Diese Einsicht kann aber allein einem Ingenieur Sorge bereiten – nicht aber einem Künstler. Weibel ist besonders gut über die Grenzen der Logik bestens informiert, denn er hat darüber sehr ernsthaft und systematisch geforscht. Die Künstler benutzen die Computerprogrammierung und -simulation gerade darum, weil sie gerne zeigen wollen, wie dem System seine eigene Systematik entgleitet, wie die strenge Logik in Paradoxien führt, wie Ambivalenzen gerade dadurch entstehen, dass man obsessiv nach Eindeutigkeit sucht. Die Kunst interessiert sich zwar für das System, für die Struktur, für das Programm – aber in erster Linie dort, wo diese sich selbst ad absurdum führen. Denn gerade bei diesem Abgleiten ins Absurde wird deutlich, das sich das Bild des Denkens vom Denken unterscheidet und dass sich das Lebendige nicht ohne weiteres mimetisch duplizieren lässt. Es sind weniger die Errungenschaften als vielmehr die Sackgassen, Störungen und Absurditäten der medialen Kommunikation, welche die heutigen Künstler interessieren, die mit den kommunikativen und „intelligenten“ Medien arbeiten. Gerade deswegen bedeutet die Retechnisierung der Kunst keineswegs bloß eine naive Technikbegeisterung oder gar Technikanbetung. Ganz im Gegenteil: Sie erlaubt es, die Grenzen des Technischen nicht nur ideologisch zu behaupten, sondern auch technisch zu analysieren. Dabei interessieren sich die Künstler für das Dysfunktionale, für das In-die-Irre-Führende der computergesteuerten und kommunikativen Prozesse keineswegs aus reiner Lust am Chaos. Vielmehr handelt es hier um eine systematische und kritische Analyse des mimetischen Verfahrens mittels der Kunst. Dies ist eine selbstgestellte Aufgabe der modernen Kunst, die inzwischen schon traditionell geworden ist. Nur handelt es sich heutzutage um die Mimesis nicht der Realität, sondern des Denkens.
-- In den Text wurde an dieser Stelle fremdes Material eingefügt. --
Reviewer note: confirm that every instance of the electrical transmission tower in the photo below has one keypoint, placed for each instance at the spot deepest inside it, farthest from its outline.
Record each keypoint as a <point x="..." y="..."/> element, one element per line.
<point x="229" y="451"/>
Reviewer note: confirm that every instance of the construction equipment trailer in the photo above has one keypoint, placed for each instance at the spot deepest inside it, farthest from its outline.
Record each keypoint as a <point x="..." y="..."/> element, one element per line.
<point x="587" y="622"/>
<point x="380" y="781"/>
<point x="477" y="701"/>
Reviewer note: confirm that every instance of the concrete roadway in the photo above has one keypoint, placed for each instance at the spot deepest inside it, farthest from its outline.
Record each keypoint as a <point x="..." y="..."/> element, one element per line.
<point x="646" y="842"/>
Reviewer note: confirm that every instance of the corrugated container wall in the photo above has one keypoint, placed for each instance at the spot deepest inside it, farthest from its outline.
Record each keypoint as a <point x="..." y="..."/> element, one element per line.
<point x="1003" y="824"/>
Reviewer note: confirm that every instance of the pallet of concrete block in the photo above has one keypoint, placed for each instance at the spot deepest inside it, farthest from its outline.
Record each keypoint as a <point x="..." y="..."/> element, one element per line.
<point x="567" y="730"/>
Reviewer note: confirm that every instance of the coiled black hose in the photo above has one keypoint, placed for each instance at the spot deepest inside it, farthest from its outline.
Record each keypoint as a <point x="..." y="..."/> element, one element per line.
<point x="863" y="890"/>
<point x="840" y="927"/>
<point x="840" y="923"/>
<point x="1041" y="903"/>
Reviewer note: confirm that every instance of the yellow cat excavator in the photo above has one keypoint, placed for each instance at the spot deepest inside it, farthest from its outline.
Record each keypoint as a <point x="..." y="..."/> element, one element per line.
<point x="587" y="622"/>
Die analytische, kritische Dimension der Weibelschen Beschäftigung mit der operationalen Logik der heutigen computergesteuerten und kommunikativen Systeme, der er im Rahmen seiner Tätigkeit im ZKM Karlsruhe nachgeht, kündigt sich schon in seinen früheren Arbeiten an, die sich mit der Logik der massenmedialen und alltäglichen Kommunikation beschäftigen. Diese früheren künstlerischen Arbeiten von Weibel präsentieren sich vor allem als Beispiele einer kritischen Auseinandersetzung des Künstlers mit den Konventionen der heutigen medialen Kultur. Oft haben diese Arbeiten eine unverkennbare politische Dimension. Und immer wieder verweisen sie sowohl auf die Chancen wie auch auf die Unzulänglichkeiten und Absurditäten der heutigen medialen Welt. Aber fast immer weisen diese Arbeiten einen sehr spezifischen Sinn für Humor auf. Soeren Kierkegaard hat bekanntlich zwischen Ironie und Humor scharf unterschieden. Die Ironie war für Kierkegaard die Manifestation einer vermeintlich unendlichen Subjektivität, die über die Endlichkeit der Dinge triumphieren will. Der Humor war für ihn dagegen das Ergebnis der Einsicht dieser Subjektivität in ihre eigene Endlichkeit.
Weibel ist sich der Endlichkeit der menschlichen Subjektivität sehr bewusst – und kontrastiert sie immer wieder mit der potentiellen Unendlichkeit der technischen Medien. Gerade diese Endlichkeit des Menschen, die sich durch den Humor manifestiert, macht es nämlich unmöglich, den Menschen endgültig der repetitiven Unendlichkeit der logischen Systeme zu unterwerfen: Aus der Endlichkeit seiner Existenz entsteht beim Menschen die Möglichkeit einer momentanen, unlogischen, einmaligen Laune, eines spontanen Bedürfnisses, einfach einen guten Witz zu machen – und die Bereitschaft, dieser momentanen Laune die Unendlichkeit der logischen Gesetze ohne weiteres zu opfern. So sieht der Witz in der Kunst von Weibel nämlich aus – wie die momentane, sofortige Bereitschaft seines Autors, das ganze logische System diesem Witz um des Witzes willen zu opfern. Diese Bereitschaft hat aber ihrerseits eine strenge logische Grundlage. Denn wenn sich das logische System opfern lässt, zeigt dies, dass das System selbst doch nicht so logisch, zusammenhängend und vollständig ist, wie es zu sein scheint. Dieser Weibelsche Humor ist das deutlichste Zeichen des souveränen Umgangs seines Autors mit allen möglichen Systemen und ihren Medien – und damit auch seines Glaubens an das Überleben des Menschen und der Kunst unter den Bedingungen des medialen Zeitalters.